What's it and what could it do?
Many diffusion models, though, choose to use artist tags to control the style of output images. I am really not a fan of that, for three reasons:
- Many artists share very similar styles, making many artist tags redundant.
- Some artists have more than one distinct art style in their works. For basic example, sketch vs finished images.
- Prone to content bleeding. If the artist tag you choose draws lots of repeating content, it's very likely these content will bleed into your output despite not prompting for them.
One way to overcome this is using a style embedding model. It's a model which takes in images of arbitrary sizes and outputs a style vector for each image. The style vector lives in an N-Dimension space, and is essentially just a list of numbers with a length of N. Each number in the list corresponds to a specific style element the input image has.
Images with similar style should have similar embedding (low distance) while different style will have embeddings that are far apart (high distance).
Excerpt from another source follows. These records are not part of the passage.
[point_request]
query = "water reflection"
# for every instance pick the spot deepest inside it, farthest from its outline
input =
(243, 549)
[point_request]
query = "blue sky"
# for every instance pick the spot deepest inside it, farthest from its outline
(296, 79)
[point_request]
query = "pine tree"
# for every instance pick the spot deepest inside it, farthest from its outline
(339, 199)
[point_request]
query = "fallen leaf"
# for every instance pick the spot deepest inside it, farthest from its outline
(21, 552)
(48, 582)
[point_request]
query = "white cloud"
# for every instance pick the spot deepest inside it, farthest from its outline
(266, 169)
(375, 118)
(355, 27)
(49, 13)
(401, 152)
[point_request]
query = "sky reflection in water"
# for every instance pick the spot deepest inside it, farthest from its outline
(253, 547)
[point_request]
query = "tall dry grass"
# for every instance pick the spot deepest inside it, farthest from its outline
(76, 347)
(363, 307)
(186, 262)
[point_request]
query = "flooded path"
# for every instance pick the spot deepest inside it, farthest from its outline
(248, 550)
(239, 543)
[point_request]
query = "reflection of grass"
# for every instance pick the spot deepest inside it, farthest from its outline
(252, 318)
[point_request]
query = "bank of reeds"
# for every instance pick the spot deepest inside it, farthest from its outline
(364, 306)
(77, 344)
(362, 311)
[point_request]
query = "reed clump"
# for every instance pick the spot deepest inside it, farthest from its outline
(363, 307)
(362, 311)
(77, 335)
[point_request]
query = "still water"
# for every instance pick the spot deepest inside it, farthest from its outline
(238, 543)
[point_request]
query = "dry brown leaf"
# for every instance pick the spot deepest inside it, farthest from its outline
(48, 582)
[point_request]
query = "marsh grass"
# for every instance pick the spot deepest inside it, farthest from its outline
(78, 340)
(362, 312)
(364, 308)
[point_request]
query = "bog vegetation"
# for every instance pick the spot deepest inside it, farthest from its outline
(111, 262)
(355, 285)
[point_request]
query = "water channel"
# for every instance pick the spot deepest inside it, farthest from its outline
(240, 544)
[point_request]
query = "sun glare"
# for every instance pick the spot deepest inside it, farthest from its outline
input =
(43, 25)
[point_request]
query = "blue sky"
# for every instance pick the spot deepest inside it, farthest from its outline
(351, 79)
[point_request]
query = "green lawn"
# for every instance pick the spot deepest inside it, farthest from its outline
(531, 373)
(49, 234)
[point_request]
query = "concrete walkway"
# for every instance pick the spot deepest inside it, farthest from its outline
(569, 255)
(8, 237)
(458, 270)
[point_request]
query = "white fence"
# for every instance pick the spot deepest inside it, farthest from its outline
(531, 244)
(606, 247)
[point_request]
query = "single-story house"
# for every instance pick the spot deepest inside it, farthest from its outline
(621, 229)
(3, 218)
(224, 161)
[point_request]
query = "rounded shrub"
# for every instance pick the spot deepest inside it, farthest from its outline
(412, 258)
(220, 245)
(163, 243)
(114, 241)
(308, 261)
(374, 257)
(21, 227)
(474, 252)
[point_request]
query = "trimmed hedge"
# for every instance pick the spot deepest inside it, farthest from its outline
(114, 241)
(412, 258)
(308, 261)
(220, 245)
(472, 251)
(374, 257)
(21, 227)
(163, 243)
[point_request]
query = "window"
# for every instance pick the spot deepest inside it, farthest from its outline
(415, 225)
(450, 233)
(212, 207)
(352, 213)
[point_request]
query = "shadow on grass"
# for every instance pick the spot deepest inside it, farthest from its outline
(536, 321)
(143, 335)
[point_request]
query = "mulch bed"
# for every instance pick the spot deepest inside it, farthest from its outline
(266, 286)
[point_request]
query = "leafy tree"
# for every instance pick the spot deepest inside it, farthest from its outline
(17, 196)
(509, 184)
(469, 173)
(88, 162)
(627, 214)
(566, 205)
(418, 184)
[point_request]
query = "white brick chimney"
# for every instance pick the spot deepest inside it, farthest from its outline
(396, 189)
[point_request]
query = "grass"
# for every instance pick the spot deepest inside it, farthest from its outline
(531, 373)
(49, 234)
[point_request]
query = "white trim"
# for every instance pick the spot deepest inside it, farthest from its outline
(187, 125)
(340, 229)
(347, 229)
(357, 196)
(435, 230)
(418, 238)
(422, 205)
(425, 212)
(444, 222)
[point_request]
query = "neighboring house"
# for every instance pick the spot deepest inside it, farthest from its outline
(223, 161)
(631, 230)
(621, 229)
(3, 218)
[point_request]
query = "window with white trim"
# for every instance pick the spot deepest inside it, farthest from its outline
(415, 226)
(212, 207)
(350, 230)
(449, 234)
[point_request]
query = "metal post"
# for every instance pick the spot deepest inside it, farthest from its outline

The included py file gives minimal usage example. minimal_script.py provides the minimal codes for running an image through the network and obtain an output. While gallery_review.py contains the code I used to generate those visualisations and clustering.
Training data is here.
Training Hyperparameters
With current version (v3):
Training was done using PyTorch Lightning.
lr = 0.0001
weight_decay = 0.0001
AdEMAMix optimizer
ExponentialLR scheduler, with a gamma of 0.99, applied every epoch.
Batch size of 1. accumulate_grad_batches of 16.
With every anchor image, 16 positive images and 16 negative images are used.
Trained for 15 epoches. On 2 A100 GPUs. A total of 3434 optimizer updates.